Gelingt die Mobilitätswende mit dem Corona-Konjunkturpaket?
Am 03. Juni hat sich der Koalitionsausschuss auf Eckpunkte eines Konjunkturpakets geeinigt. Um die Corona-Krise zu überwinden oder wenigstens abzuschwächen, wurden Maßnahmen in Höhe von rund 130 Milliarden Euro festgeschrieben. Laut Bundesfinanzministerium werden zur „Modernisierung des Landes" zahlreiche „Zukunftsinvestitionen und Investitionen in Klimatechnologien“ geplant. Eine große Rolle spielt auch der Mobilitätssektor. Im Eckpunktepapier ist von nachhaltiger Mobilität die Rede, sogar von einer Mobilitätswende.
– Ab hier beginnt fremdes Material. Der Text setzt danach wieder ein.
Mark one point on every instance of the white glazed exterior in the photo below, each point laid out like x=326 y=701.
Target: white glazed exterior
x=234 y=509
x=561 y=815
Die Fachbereiche der VDI-Gesellschaft Fahrzeug- und Verkehrstechnik bewerten, ob sich die geplanten Investitionen aus technischer Sicht sinnvoll einsetzen lassen.
Moderne Flugzeuge für weniger CO2-Emissionen
Die Corona-Krise hat die Luftfahrtindustrie, besonders im zivilen Bereich, stark getroffen und wird die gesamte Branche nachhaltig beeinflussen. Nicht nur die stark verminderte Wirtschaftsleistung wird zu tiefgreifenden Einschnitten und nicht absehbaren Veränderungen führen. In den kommenden Jahren wird sich auch das weltweite Reiseverhaltens in Kombination mit erforderlichen Infektionsschutzmaßnahmen für Flugreisende anpassen.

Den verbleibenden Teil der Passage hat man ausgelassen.